Children’s Museum Has Bulk of Funds to Build Park
The Children’s Museum is $2.2 million away from raising the funds it needs to transform the sunken concrete square outside its doors into the Allegheny Public Square Park and make upgrades inside the museum.
Officials Thursday announced they had raised $6.3 million of the $8.5 million needed and that the remainder would be solicited as public donations.
The bulk of the money to date has come from foundations. A $250,000 challenge grant from the Buhl Foundation will match $1 for every $2 contributed by the public.
The existing square was created in the 1960s as part of the Allegheny Center Mall. A sunken area housed a fountain encircled by amphitheater-like seating. The area now is a walk-through zone, sometimes used by skateboarders but otherwise ghostly.
The museum chose San Francisco landscape architect Andrea Cochran in a design competition in 2007, when it embarked on its capital campaign. Ms. Cochran’s design for the new park calls for native plants, a meadow, 75 additional trees, solar lighting, a rain garden and a V-shaped walkway with benches and movable seats and tables.
The park’s art feature will be a stainless steel sculpture by Ned Kahn. Called “Cloud Arbor,” the piece will stand as rows of stainless steel tubes with nozzles to create “a sphere of mist,” said museum executive director Jane Werner. “It is a companion to our wind sculpture,” called “Articulated Cloud,” which Mr. Kahn also designed as 43 panels on the building that create the illusion that the building is moving with the wind.

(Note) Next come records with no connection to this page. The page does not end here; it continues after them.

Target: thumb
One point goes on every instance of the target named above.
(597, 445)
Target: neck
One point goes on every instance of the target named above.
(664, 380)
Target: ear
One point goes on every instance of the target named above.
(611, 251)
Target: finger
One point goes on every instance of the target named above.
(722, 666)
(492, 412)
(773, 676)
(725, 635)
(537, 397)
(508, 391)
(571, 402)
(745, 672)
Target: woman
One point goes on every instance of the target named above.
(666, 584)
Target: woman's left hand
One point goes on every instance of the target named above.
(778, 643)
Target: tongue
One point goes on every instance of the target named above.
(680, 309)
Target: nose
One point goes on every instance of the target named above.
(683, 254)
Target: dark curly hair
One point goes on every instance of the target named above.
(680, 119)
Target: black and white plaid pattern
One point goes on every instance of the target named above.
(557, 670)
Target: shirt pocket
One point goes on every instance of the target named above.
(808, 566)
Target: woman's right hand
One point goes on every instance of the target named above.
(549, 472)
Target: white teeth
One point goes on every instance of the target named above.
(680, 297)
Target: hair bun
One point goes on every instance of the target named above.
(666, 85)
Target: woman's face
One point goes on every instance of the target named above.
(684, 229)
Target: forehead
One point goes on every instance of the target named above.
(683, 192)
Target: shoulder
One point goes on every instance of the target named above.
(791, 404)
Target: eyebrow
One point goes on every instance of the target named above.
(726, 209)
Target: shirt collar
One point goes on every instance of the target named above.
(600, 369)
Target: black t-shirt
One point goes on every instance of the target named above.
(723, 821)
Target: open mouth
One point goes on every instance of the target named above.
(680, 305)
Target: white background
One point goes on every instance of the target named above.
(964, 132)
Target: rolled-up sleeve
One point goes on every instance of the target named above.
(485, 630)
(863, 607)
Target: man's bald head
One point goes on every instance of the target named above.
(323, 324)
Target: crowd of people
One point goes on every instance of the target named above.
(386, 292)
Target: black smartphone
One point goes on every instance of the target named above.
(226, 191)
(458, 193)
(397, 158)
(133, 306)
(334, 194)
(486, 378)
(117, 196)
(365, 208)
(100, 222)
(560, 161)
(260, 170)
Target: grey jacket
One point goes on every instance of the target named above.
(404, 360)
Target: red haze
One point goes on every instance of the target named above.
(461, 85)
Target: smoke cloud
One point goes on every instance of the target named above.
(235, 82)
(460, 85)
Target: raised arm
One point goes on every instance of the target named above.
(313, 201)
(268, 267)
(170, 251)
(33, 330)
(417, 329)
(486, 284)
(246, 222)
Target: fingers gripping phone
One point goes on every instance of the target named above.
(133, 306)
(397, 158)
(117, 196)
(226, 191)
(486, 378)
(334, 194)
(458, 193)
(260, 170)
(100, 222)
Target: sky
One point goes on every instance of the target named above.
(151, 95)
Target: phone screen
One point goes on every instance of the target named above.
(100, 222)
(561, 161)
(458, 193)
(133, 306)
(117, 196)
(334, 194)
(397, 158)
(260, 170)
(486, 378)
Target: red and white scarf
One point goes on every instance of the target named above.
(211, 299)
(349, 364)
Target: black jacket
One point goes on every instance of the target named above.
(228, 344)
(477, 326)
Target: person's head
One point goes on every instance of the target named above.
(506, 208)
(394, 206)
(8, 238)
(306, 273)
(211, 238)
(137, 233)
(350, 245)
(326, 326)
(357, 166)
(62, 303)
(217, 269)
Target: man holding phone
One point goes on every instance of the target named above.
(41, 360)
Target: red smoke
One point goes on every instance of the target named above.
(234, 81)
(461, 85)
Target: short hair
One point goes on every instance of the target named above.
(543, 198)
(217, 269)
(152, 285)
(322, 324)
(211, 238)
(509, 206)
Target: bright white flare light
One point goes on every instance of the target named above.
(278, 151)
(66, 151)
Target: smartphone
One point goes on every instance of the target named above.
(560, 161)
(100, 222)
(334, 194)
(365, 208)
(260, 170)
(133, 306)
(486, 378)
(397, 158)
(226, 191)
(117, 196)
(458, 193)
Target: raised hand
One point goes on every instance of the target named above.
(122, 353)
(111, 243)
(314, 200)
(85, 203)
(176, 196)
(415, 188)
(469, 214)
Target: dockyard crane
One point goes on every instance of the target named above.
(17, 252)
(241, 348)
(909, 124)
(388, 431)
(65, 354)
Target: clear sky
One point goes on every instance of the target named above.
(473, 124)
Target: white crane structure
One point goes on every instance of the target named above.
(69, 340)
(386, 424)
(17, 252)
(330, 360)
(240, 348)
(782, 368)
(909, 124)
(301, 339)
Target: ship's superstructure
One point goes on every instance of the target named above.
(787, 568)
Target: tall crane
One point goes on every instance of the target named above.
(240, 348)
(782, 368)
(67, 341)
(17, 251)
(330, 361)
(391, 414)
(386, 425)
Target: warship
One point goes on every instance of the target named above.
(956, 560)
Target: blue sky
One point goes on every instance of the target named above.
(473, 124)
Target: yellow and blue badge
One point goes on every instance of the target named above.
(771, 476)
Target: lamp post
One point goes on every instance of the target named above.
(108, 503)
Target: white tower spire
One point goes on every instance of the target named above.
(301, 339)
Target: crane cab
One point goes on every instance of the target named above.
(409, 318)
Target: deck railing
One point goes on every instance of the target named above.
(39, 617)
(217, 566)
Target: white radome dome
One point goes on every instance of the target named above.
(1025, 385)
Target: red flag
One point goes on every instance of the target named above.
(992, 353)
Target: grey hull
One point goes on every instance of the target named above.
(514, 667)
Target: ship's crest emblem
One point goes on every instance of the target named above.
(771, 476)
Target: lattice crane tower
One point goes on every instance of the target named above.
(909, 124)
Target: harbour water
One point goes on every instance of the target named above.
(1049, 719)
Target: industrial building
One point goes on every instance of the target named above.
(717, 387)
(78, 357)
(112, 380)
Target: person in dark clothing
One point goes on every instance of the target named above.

A north-to-south row of cypress trees along Children’s Way will be kept while about 10 others will be replaced, said Ms. Cochran, adding that arborists had determined them to be unhealthy.
Plants have been chosen for their contributions to green design, she said. “We are teaching by example, with plants that don’t need pesticides or fertilizers.”
“Everything we all say we care about — the environment, green space and kids — all comes together here,” said state Sen. John Pippy, R-Moon, a museum board member.
The project’s budget will also cover alterations of the museum’s nursery, store and cafe.
“We are hoping to break ground sometime this year,” said Ms. Werner. The project may be completed next year.